File creation is extremely easy with Python: you simply create the variable that will represent the file, open the file, give it a filename, and tell Python that you want to write to it.
If you don't expressly tell Python that you want to write to a file, it will be opened in read-only mode. This acts as a safety feature to prevent you from accidentally overwriting files. In addition to the standard w to indicate writing and r for reading, Python supports several other file access modes:
- a: Appends all output to the end of the file; it does not overwrite information currently present. If the indicated file does not exist, it is created.
- r: Opens a file for input (reading). If the file does not exist, an IOError exception is raised.
- r+: Opens a file for input and output. If the file does not exist, causes an IOError exception.
- w: Opens a file for output (writing). If the file exists, it is overwritten. If the file does not exist, one is created.
- w+: Opens a file for input and output. If the file exists, it is overwritten; otherwise one is created.
- ab, rb, r+b, wb, w+b: Opens a file for binary, non-textual input or output. (Note: these modes are supported only on the Windows and macOS platforms. *nix systems don't care about the data type.)

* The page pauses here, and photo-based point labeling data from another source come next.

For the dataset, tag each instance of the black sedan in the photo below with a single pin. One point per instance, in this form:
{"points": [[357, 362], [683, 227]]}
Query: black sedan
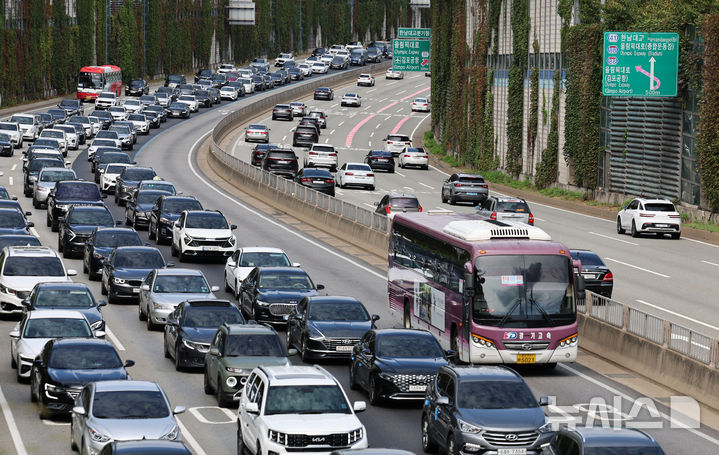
{"points": [[138, 207], [328, 326], [178, 110], [318, 179], [137, 87], [125, 270], [380, 159], [101, 243], [270, 293], [66, 365], [190, 328], [165, 212], [67, 296], [324, 93], [76, 227], [597, 276], [396, 363]]}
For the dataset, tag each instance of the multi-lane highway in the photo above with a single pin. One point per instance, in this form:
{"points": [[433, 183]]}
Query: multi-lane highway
{"points": [[209, 429]]}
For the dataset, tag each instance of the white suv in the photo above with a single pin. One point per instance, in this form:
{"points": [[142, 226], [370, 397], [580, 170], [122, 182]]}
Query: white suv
{"points": [[202, 233], [286, 409], [656, 216], [22, 267]]}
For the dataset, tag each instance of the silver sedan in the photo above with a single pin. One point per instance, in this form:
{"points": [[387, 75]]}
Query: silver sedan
{"points": [[164, 289], [124, 410]]}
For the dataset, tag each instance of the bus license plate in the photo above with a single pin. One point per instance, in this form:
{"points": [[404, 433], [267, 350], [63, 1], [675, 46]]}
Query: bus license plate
{"points": [[526, 358]]}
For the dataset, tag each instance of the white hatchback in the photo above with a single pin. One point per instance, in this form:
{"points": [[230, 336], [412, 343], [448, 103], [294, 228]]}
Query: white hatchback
{"points": [[355, 174], [650, 216]]}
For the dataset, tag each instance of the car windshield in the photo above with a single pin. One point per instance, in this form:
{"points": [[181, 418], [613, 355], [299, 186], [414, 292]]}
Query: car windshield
{"points": [[209, 317], [513, 206], [88, 357], [208, 220], [130, 404], [57, 328], [80, 192], [181, 284], [282, 280], [91, 217], [257, 345], [484, 394], [263, 259], [11, 219], [33, 266], [65, 298], [178, 205], [138, 174], [113, 239], [139, 259], [309, 399], [328, 311], [408, 346]]}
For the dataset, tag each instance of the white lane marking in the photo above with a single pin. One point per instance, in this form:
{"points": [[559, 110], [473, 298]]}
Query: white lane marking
{"points": [[14, 433], [612, 238], [695, 321], [270, 220], [617, 392], [638, 268], [114, 339], [187, 437]]}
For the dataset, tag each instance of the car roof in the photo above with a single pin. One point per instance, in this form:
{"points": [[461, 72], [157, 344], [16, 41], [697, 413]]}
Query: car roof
{"points": [[54, 314], [298, 375], [112, 386]]}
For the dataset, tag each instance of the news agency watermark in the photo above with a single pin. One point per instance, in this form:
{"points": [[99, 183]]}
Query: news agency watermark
{"points": [[642, 413]]}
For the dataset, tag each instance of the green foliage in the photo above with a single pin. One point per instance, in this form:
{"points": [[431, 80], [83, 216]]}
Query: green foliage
{"points": [[708, 143]]}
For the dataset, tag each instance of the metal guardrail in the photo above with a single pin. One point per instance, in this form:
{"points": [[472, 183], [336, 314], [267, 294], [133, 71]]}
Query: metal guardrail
{"points": [[652, 328]]}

When using standard files, most of the information will be alphanumeric in nature, hence the extra binary-mode file operations. Unless you have a specific need, this will be fine for most of your tasks.
A typical command to open a file to write to might look like this: open('data.txt', 'w'). An optional, third argument can be added for buffering control. If you used open('data.txt', 'w', 0), then the data would be immediately written to the file without being held temporarily in memory. This can speed up file operations at the expense of data integrity.
Here is a list of common Python file operations:
- output = open('/tmp/spam', 'w'): Create output file ('w' means write)
- input = open('data', 'r'): Create input file ('r' means read, and is the default file operation)
- append = open('file.txt', 'a'): Append more data to the end of the file without overwriting
- S = input.read(): Read entire file into a single string
- S = input.read(n): Read n number of bytes
- S = input.readline(): Read next line (through end-line marker)
- L = input.readlines(): Read entire file into list of line strings; note that this is different from read() in that readlines() splits the file into separate lines, placed into a list
- output.write(S): Write string S onto file
- output.writelines(L): Write all line strings in list L onto file
- output.close(): Manual close
Python has a built-in garbage collector, so you don't really need to manually close your files; once an object is no longer referenced within memory, the object's memory space is automatically reclaimed. This applies to all objects in Python, including files.
However, it's recommended to manually close files in large systems; it won't hurt anything and it's good to get into the habit in case you ever have to work in a language that doesn't have garbage collection. In addition, Python for other platforms, such as Jython or IronPython, may require you to manually close files to immediately free up resources, rather than waiting for garbage collection. Also, there are times when system operations have problems and a file is left open accidentally, resulting in a potential memory leak.
The location of the file you are working with can be indicated as either an absolute path (a specific location on a drive) or a relative path (the file location in relation to the current directory); if no path is provided, the current directory is assumed.